Texas regulators say they have investigated 89 incidents, according to the AP, but have yet to announce any enforcement actions. Testing by state and federal regulators of soil and water for contaminants was largely limited to Superfund toxic waste sites.
Based on widespread air monitoring, including flyovers, officials repeatedly assured the public that post-Harvey air pollution posed no health threat. But the U.S. Environmental Protection Agency official in charge now says these general assessments did not necessarily reflect local “hotspots” with potential risk to people.
In other words, what the EPA is saying is simple - If you want to stay safe, just move to an area where there are no "hot spots."
Is this laxness a reflection on the federal government?
Both news organizations mention the differences in governmental responses to hurricanes in past years. And post-Harvey government testing contrasts sharply with what happened after two other major Gulf Coast hurricanes.
After Hurricane Ike hit Texas in 2008, state regulators collected 85 sediment samples to measure the contamination; more than a dozen violations were identified and cleanups were carried out, according to a state review.
And in 2005, when Hurricane Katrina hit New Orleans, Louisiana, the EPA and Louisiana officials examined about 1,800 soil samples over 10 months, EPA records showed.
"Now the response is completely different," said Scott Frickel, an environmental sociologist formerly at Tulane University in New Orleans. He is now at Brown University and calls the government response to Harvey "unconscionable" given Houston's exponentially larger industrial footprint.
Emergency vehicles at a roadblock set up near a chemical plant in Crosby  Texas  where fires erupted...
Emergency vehicles at a roadblock set up near a chemical plant in Crosby, Texas, where fires erupted overnight, forcing an evacuation of the surrounding area
Brendan Smialowski, AFP
Dr.
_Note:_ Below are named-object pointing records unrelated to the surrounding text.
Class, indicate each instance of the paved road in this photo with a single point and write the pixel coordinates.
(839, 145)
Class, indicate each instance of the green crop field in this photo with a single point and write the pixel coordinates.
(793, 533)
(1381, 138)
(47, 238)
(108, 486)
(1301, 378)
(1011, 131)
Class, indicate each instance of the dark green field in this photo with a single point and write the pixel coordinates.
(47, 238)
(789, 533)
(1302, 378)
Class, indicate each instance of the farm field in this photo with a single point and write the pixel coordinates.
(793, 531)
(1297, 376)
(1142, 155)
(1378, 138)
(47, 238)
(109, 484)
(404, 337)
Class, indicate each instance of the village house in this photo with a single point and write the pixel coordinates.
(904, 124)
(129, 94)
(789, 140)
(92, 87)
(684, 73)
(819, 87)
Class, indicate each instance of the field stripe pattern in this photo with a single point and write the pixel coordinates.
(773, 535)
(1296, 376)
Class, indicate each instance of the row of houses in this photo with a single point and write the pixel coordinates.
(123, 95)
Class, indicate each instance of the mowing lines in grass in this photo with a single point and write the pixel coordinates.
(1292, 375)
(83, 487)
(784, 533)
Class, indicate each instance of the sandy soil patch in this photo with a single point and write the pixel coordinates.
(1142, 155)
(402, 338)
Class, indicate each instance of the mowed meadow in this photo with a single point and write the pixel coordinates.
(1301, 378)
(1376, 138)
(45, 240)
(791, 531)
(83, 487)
Nicole Lurie, who oversaw federal public health responses to the Superstorm Sandy and Deepwater Horizon disasters while at the U.S. Department of Health and Human Services told the Associated Press, "People are left in a state of limbo of not knowing if they were exposed or not — or if they were, what the implications are for their health."
Benzene is a serious health hazard. The Department of Labor's Occupational Safety and Health Administration (OSHA) says: With exposures from less than five years to more than 30 years, individuals have developed, and died from, leukemia. Long-term exposure may affect bone marrow and blood production. Short-term exposure to high levels of benzene can cause drowsiness, dizziness, unconsciousness, and death.
Hanadi Rifai is the head of the University of Houston's environmental engineering program, She has been studying pollution in the watershed for more than two decades. She believes that much of the toxic contamination in the floodwaters migrated downstream.
That soil ended up somewhere," Rifai said. "The net result on Galveston Bay is going to be nothing short of catastrophic."